Veteran Wages a New Fight: For His Home

New York Times

To find Stanley Theodore’s house, turn down 182nd Street in Springfield Gardens, Queens, and look for the ramshackle house with the grand old oak tree and the six-foot-wide American flag draped from the front window.

He opens the door before you can knock. Mr. Theodore is a long, lithe drink of water with a breeze-soft Trinidadian baritone. He has a Vietnam Veterans baseball cap pulled down over gray dreadlocks; he wears shorts and his beloved Jimi Hendrix T-shirt.  

He smiles and ushers you into the home he shares with his children. He is a retired postal carrier who won one customer service prize after another. But post-traumatic stress disorder trailed him after his Vietnam military service like a hound dog on a scent.

Some years back, after 33 years on the job, he began to have palpitations and panic. He felt obliged to take retirement.

“I couldn’t do the job as I wanted; I love this home, this neighborhood, this country,” he says. “I know every sanitation man, and of course, man, I know my postal carrier.”

His retirement should have been a net safely sewn. He had his pension and veteran benefits. He owned a house with a mortgage all but paid off.

That latter fact, however, laid him low.

For a decade now, mortgage and foreclosure scammers have crawled like locusts over the black homeowner belt of southeast Queens. Their collective goal was to persuade unwary homeowners to unlock the equity wrapped inside their homes.

These con men stole deeds and took cash. In Queens and the other boroughs, district attorneys did little to stop them.

Mr. Theodore retired in 2007 and his pension took a few months to kick in. He fell three months behind on his mortgage. When he mailed in the late checks, the bank refused to cash them.

One day a man showed up at his front door. Brother, this man said, you’ve got mortgage problems, I can help you. Mr. Theodore was a trusting man. Soon enough, in April 2008, he met with Countrywide bank representatives.

He thought they had a plan to save him.

Countrywide was much celebrated back then. The business press latheredAngelo R. Mozillo, the company’s chief executive, in adoring suds.

That day in 2008, Mr. Theodore said Countrywide’s representatives listened as that man persuaded him to sign over his mortgage. Give us your deed for a year, the man purred, and your credit problems will disappear.

Mr. Theodore agreed to keep making mortgage payments to an accomplice of the man; after all, he assumed it was still his house.
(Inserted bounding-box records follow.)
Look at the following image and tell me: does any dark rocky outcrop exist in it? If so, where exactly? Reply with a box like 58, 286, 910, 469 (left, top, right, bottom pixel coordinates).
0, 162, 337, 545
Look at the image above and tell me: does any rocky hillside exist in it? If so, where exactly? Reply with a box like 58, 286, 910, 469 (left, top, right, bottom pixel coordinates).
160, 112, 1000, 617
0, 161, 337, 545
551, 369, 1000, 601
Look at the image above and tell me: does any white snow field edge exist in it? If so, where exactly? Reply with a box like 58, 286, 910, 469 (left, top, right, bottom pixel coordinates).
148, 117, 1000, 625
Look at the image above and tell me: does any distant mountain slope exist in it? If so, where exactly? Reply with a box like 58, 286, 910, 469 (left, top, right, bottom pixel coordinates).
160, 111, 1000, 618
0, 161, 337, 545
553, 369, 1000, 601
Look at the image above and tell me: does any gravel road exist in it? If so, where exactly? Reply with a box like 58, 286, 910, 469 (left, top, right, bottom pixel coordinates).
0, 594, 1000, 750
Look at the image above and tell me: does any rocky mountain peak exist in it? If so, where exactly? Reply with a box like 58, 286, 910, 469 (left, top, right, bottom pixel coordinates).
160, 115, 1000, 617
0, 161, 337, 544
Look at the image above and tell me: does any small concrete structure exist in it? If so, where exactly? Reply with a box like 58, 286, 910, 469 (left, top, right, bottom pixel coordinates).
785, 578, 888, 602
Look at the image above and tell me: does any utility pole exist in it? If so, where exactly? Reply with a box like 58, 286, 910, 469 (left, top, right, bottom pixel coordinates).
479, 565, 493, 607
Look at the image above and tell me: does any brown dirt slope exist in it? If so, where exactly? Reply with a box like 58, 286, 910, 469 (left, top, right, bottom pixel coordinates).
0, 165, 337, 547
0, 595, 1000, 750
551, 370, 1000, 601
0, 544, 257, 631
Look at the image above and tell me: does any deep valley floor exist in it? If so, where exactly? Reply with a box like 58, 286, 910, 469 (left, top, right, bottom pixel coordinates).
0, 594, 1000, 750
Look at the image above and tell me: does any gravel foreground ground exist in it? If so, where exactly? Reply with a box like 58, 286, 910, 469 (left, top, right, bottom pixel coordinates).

Just like that, his home was gone.

During the financial crisis, Bank of America devoured Countrywide. Both banks should wear a perpetual shroud of shame. Listen to Preet Bharara, the United States attorney in Manhattan, two years ago when he filed a lawsuit:

“Countrywide and Bank of America systematically removed every check in favor of its own balance. They cast aside underwriters, eliminated quality controls, incentivized unqualified personnel to cut corners.”

Mr. Theodore was one such corner.

Bank of America officials said they knew few details of this old scam; they knew only that they controlled Mr. Theodore’s foreclosed home.

Fear did not chase after Mr. Theodore when he was 18 years old and got his draft notice. He fought waist deep in the jungle muck, invaded Cambodia, saw friends blown up. “I guess I saw too many John Wayne movies,” he says. “I didn’t get scared until I came back.”

He took a Postal Service job in Brooklyn. His patrons adored him, sent him postcards and waved to him — a New York Times article 10 years agodescribed his mail route as akin to “a royal procession.”

Then palpitations sneaked in, and fainting spells. “It was embarrassing,” he says. “I miss my job. I miss the camaraderie.”

Of late, there are whispers of hope. After trying to evict him, Bank of America would prefer to keep this veteran in the home he never should have lost. We are, a bank spokeswoman said, “working to resolve this issue and keep him in his home.” (In a separate case, prosecutors last week arrested the man accused of parting Mr. Theodore from his deed. He is charged with defrauding banks.)

Mr. Theodore sits down on his front steps. Some days his trembles allow him to go no further. “On a wing and a prayer, that’s my life,” he says. “I just want to keep myself and my children safe. That’s all I ask of my country.”

One thought on “Veteran Wages a New Fight: For His Home

  1. How can someone have a mortgage “nearly paid off” and then sign a deed over to a scammer ? Isn’t a mortgage like a title to a car. When you pay off the car in full …only then does the bank send you the title. Am I missing something here?
    I get a kick out of the B of A spokesman on this matter. She says “we would like to have him stay in his home and work it out”. Yeah….as long as you pay B of A $800 a month is interest! Yes …I’m sure the bank would love to see you stay in your home.